Porque el tío de M.S. el sensible Victor Fogg, es otra víctima de la desaparición de su hermana. M.S. nos describe paso a paso sus glorias y su lenta caída en el infierno, el infierno de los caracteres, el infierno que los consume, que los agota y que finalmente los mata. Recordemos que toda la novela podría tildarse de descenso a los infiernos, más que de infierno crematorio que volatiliza todo lo hecho, todo lo dicho, todo lo sentido.
El tío Victor es el alma gemela, el alma comprensiva, el alma del sentido. En tanto existe Víctor, en tanto existen sus libros, en tanto existe incluso su instrumento musical, M.S mantiene un orden en el cosmos, mantiene un sentido. La acción de leer con avidez los libros que tío Victor deja es la acción caníbal de devorarlo, es un ritual de renacimiento y de reincorporación del horizonte de los Fogg, que como todo en los Fogg resultará infructuoso, sin sentido, obra a medias, nefasta, ingrata.
La saga de los Fogg, la desgraciada saga de los Fogg, es la manifestación de la ausencia. Del vacío que en la “novela caracteriológica” tiene la obligación de manifestarse, paradoja cruel. Ahí están las manifestaciones de la madre perdida, del tío perdido y de la perdición definitiva del hijo y sobrino y de cuanto le rodea.

Amistades y amores perdidos: Zimmer y Kitty Wu.

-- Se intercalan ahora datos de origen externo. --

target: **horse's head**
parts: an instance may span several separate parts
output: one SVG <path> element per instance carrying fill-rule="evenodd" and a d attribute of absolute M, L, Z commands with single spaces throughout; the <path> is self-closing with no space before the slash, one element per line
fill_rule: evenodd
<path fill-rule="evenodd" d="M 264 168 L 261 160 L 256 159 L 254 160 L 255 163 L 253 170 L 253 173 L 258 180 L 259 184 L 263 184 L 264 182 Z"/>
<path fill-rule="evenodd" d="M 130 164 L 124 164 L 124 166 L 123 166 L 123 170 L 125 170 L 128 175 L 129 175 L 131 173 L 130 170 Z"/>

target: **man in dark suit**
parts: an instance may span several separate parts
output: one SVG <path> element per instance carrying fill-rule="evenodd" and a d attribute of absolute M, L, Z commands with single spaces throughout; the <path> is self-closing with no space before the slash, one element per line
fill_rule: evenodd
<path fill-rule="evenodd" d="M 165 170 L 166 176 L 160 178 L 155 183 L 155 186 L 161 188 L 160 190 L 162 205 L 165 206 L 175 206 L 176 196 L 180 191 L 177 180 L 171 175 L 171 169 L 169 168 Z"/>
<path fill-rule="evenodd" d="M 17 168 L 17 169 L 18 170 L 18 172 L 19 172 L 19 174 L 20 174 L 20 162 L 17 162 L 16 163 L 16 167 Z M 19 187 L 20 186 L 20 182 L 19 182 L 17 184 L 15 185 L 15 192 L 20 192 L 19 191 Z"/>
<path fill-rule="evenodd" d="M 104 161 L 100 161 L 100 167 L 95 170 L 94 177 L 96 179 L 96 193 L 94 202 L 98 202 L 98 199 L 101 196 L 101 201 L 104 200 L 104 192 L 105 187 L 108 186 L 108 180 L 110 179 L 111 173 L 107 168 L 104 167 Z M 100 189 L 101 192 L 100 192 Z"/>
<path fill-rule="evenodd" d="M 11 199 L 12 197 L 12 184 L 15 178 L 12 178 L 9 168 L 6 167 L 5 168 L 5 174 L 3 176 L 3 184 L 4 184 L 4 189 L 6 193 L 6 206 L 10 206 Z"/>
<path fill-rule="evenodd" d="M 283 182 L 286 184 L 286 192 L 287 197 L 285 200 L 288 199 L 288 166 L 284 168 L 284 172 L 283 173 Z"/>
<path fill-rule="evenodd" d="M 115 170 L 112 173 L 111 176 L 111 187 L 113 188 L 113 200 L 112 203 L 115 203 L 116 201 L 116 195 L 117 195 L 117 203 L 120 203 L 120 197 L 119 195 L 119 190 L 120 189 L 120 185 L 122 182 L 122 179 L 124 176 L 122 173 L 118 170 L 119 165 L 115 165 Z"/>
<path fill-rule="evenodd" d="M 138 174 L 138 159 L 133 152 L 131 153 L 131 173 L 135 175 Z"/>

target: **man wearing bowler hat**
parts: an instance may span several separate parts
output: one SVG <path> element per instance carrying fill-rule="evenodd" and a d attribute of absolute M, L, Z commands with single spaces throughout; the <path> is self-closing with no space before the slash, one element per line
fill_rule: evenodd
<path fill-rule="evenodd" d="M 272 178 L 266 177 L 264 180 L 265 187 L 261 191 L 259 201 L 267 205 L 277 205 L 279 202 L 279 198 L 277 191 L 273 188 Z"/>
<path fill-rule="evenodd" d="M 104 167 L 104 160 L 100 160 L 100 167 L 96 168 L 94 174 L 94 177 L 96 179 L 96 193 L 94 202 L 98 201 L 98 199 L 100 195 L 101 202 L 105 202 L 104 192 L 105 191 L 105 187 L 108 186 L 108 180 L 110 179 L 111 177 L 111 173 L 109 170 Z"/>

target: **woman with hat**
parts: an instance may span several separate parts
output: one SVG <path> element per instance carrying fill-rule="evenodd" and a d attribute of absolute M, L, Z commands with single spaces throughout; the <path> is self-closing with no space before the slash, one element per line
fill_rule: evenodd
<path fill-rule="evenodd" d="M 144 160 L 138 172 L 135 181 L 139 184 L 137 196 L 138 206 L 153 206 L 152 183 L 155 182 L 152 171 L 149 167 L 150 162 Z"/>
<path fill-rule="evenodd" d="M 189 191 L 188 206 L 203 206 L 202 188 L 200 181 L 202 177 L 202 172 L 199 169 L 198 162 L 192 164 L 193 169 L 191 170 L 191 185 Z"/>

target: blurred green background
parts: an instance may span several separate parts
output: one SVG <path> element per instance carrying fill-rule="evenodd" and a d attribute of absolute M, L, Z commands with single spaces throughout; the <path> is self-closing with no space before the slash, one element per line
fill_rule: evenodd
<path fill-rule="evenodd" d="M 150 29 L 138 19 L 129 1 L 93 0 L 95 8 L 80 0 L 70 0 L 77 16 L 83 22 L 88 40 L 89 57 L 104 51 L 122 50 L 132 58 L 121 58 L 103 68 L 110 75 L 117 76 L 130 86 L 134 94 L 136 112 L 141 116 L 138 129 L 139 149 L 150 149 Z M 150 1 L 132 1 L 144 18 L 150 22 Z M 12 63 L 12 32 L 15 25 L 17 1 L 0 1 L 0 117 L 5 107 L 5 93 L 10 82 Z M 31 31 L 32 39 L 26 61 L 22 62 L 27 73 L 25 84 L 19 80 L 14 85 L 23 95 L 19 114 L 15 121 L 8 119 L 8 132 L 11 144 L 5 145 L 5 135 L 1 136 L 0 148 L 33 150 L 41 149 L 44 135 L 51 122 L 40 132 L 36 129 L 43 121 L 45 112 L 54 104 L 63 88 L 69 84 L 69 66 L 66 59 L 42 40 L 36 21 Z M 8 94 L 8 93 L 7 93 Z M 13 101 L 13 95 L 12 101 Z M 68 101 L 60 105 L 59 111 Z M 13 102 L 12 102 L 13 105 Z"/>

Zimmer es el contraste de Marco Fogg. Paul Auster usa sus servicios como quien usa a un amigo. A lo peor, o a lo mejor, el autor de El palacio de la luna rememora a algún amigo de sus tiempos de universidad, porque Zimmer tiene mucho de trivialidad vulgar, de persona que a ojos de nuestro autor merece escarnio. ¿Porque es persona normal tal vez? Esto es, porque cumple con la norma a rajatabla. Va a clase, estudia, aprende lo suficiente dentro de su mediocridad, se casa, tiene hijos y acaba dando clases en la Universidad y escribiendo un libro de más de cuatrocientas páginas sobre el cine francés ¡el colmo de lo trivial!: patético, Zimmer es un personaje patético. Claro, patético para Auster que late como un obseso bajo la piel de su personaje, para los seres normales, que somos los que leemos las novelas de Auster, nos parece ejemplar. ¡Ay la voluntad! ¡Y qué benditos quebraderos de cabeza trae a los creadores! Es curioso el encuentro que estos dos personajes tienen pasados muchos años, años después de que Zimmer sacara a su amigo, el joven Fogg de la vida de apatheia y cínica que llevaba en Central Park; ese Zimmer que lo alimentó, que le dio cobijo, con el que compartió en un pasado más pasado techo de estudiante… ¡Zimmer! Era la primavera del 1982 en el bajo Manhattan. Ambos amigos se encuentran por casualidad: “había cambiado tanto que apenas lo reconocí” señala Marco Stevenson Fogg; y lo que le llama la atención de su viejo amigo es que ha engordado, que tiene mujer e hijos y que su aspecto es ¡“absolutamente convencional”! Que está panzudo y que tiene una calva incipiente y un aire plácido y distraído, de totius pater familias tradicionalis. ¡Lástima! Una vena bohemia le sale al personaje de Fogg, la misma vena bohemia que transita exageradamente sus acciones, sus gestos, sus ademanes y grosso modo sus pensamientos. De esa bohemia, creo, vive toda la novela. Esa bohemia “anormaloide” es su sentido. Y convendría no confundir la bohemia anormaloide con el acoso a la mímesis y el decoro.
Y la confesión terrible: “No he vuelto a verle ni a saber de él desde entonces pero sospecho que la idea de escribir este libro se me ocurrió por primera vez después de ese encuentro de hace cuatro años, en el preciso momento en que Zimmer desapareció calle abajo y le perdí de visa otra vez”[4]. El libro que hemos leído, el libro que está en las manos del lector tiene un ideólogo que en cierto modo es el vulgar Zimmer.
Acaso por patético y por vulgar es por lo que Zimmer se salva del descenso a los infiernos, o tal vez sea el ejemplo del más terrible descenso a los infiernos: la normalidad.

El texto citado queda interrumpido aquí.